Die New York Times wird mit der Zusammenstellung eines Teams beginnen, das den Einsatz generativer künstlicher Intelligenz in ihrer Nachrichtenredaktion untersuchen soll. Zach Seward, der kürzlich von der Publikation eingestellt wurde, um die Initiativen zur künstlichen Intelligenz zu leiten, gab auf Threads bekannt, dass sich das Team „auf die Prototypenerstellung unter Verwendung generativer KI und anderer Techniken des maschinellen Lernens konzentrieren wird, um die Berichterstattung und die Präsentation der Times den Lesern zu erleichtern.“
Seward sagte in dem Beitrag, dass die New York Times plant, einen Ingenieur für maschinelles Lernen, einen Software-Ingenieur, einen Designer und mehrere Redakteure einzustellen, um den Plan für die Nachrichtenredaktion für künstliche Intelligenz fertigzustellen. Bisher hat die New York Times Stellenausschreibungen für den stellvertretenden Redaktionsleiter von Initiativen für künstliche Intelligenz und den leitenden Design-Redakteur veröffentlicht.
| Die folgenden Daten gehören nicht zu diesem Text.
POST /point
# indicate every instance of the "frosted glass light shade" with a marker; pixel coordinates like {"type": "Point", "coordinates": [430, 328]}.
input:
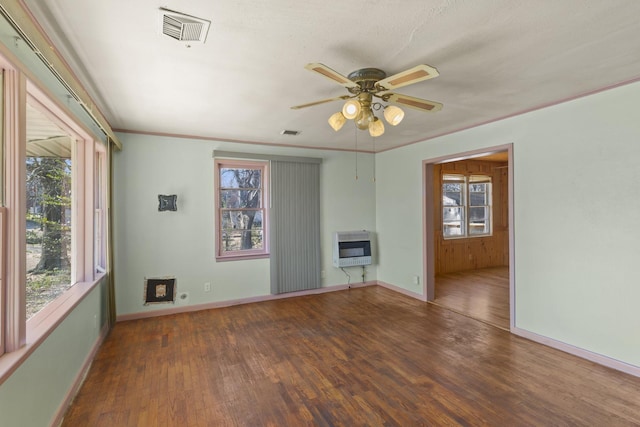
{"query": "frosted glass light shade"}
{"type": "Point", "coordinates": [337, 120]}
{"type": "Point", "coordinates": [376, 127]}
{"type": "Point", "coordinates": [351, 109]}
{"type": "Point", "coordinates": [364, 119]}
{"type": "Point", "coordinates": [393, 115]}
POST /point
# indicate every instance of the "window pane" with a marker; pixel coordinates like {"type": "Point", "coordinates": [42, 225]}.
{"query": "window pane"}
{"type": "Point", "coordinates": [241, 240]}
{"type": "Point", "coordinates": [240, 178]}
{"type": "Point", "coordinates": [452, 221]}
{"type": "Point", "coordinates": [241, 219]}
{"type": "Point", "coordinates": [48, 221]}
{"type": "Point", "coordinates": [240, 199]}
{"type": "Point", "coordinates": [479, 228]}
{"type": "Point", "coordinates": [479, 220]}
{"type": "Point", "coordinates": [478, 213]}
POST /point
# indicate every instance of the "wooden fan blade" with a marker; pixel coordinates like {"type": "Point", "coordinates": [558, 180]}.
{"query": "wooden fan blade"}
{"type": "Point", "coordinates": [331, 74]}
{"type": "Point", "coordinates": [411, 102]}
{"type": "Point", "coordinates": [410, 76]}
{"type": "Point", "coordinates": [311, 104]}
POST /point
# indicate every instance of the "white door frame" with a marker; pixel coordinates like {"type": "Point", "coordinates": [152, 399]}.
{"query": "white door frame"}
{"type": "Point", "coordinates": [428, 210]}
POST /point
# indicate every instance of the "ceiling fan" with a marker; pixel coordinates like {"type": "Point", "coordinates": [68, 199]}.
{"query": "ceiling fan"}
{"type": "Point", "coordinates": [365, 84]}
„Dem Team unter der Leitung des Redaktionsleiters für KI-Initiativen gehören auch Kollegen aus den Bereichen Technik, Forschung und Design an und es ist das ‚Handlanger‘-Team in der Nachrichtenredaktion. Sie werden mit anderen Teams in den Bereichen Nachrichten, Produkte und Technologie zusammenarbeiten, um die besten Ideen von Prototypen zu Produkten zu entwickeln“, heißt es in der Stellenausschreibung für den stellvertretenden Redaktionsleiter für KI-Initiativen.
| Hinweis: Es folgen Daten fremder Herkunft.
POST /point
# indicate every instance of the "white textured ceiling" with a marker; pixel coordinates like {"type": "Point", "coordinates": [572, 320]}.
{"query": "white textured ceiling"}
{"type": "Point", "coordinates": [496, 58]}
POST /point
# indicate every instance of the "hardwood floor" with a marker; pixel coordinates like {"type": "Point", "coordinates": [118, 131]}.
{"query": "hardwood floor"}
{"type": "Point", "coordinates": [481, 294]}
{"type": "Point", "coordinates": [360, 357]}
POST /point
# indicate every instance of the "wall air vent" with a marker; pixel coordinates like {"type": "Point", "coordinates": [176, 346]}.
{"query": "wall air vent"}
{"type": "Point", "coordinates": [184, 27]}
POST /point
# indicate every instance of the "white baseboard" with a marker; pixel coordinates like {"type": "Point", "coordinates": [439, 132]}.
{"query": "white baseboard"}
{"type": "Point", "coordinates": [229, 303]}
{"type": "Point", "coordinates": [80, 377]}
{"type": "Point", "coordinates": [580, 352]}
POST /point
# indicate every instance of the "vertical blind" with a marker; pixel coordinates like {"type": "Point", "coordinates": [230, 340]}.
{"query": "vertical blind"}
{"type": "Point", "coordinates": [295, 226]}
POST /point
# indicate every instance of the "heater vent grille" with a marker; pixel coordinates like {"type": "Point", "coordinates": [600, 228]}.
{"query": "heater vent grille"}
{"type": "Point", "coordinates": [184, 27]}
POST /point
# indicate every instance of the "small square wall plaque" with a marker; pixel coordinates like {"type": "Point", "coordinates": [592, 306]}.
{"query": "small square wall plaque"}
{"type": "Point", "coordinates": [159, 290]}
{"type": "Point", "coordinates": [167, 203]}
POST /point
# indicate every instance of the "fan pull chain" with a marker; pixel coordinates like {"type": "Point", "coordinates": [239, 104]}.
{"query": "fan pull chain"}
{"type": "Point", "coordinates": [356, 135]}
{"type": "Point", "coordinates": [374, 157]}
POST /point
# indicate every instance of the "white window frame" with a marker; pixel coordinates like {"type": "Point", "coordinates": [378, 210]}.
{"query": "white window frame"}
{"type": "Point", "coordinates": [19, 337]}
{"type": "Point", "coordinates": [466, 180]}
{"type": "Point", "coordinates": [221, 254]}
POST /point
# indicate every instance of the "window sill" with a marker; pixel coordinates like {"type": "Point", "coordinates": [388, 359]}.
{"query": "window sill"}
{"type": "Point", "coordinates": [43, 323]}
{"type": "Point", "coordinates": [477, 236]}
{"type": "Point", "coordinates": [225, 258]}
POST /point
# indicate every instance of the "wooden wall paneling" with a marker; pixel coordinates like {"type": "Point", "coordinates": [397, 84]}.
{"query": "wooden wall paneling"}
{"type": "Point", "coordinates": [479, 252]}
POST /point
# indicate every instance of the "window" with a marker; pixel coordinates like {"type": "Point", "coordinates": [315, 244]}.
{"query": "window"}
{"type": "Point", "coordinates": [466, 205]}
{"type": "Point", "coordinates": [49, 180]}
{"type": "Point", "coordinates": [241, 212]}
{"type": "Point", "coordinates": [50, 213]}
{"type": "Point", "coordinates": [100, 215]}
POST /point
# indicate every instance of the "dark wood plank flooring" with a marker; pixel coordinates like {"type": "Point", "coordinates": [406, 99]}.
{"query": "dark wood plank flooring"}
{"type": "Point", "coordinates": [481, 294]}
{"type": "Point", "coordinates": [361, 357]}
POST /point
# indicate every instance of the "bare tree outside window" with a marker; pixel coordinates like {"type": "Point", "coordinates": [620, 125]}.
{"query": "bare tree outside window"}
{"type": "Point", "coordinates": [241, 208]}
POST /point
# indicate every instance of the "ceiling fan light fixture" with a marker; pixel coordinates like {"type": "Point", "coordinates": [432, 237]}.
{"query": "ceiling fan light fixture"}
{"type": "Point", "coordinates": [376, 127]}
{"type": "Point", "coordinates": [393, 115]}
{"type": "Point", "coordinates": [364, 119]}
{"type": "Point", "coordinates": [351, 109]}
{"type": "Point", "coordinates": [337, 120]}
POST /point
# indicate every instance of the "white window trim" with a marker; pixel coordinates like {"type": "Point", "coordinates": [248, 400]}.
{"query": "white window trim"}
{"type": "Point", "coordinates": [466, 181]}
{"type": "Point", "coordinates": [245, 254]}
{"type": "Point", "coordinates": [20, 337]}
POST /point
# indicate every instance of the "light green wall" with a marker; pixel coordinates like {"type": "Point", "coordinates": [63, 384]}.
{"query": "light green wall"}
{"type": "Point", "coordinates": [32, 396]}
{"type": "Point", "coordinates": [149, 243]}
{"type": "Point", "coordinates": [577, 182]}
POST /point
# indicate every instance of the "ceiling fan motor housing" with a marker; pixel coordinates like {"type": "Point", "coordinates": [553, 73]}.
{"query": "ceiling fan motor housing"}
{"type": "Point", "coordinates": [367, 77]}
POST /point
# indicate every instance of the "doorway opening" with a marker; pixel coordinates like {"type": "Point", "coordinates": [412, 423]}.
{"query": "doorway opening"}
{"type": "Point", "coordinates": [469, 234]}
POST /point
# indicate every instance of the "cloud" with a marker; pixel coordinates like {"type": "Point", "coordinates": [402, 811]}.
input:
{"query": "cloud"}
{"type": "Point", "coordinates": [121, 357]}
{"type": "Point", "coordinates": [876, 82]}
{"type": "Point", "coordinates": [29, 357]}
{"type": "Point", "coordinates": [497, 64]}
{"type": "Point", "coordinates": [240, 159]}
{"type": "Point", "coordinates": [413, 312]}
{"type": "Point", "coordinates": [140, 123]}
In einem Memo, das nach der Einstellung von Seward herausgegeben wurde, sagte die Times, dass das Unternehmen zwar begeistert sei, Tools für künstliche Intelligenz in das Unternehmen einzuführen, aber fest davon überzeugt sei, dass „über den Journalismus der Times immer von unseren professionellen Journalisten berichtet, geschrieben und redigiert wird.“
Die New York Times hat ein problematisches Verhältnis zu Anbietern generativer KI. Es war auch eine der ersten Nachrichtenorganisationen, die die Webcrawler von OpenAI daran hinderte, ihre Inhalte zu crawlen. Anschließend reichte das Unternehmen eine Klage gegen Microsoft, das Unternehmen für künstliche Intelligenz und den größten Investor von OpenAI, ein und beschuldigte ChatGPT, seine Artikel wörtlich kopiert zu haben, wodurch die Beziehung der Publikation zu den Lesern geschädigt und ihr Einnahmen entzogen wurden. Es ist unklar, ob die New York Times mit einem Anbieter von KI-Modellen zusammenarbeitet oder ein eigenes Tool entwickelt.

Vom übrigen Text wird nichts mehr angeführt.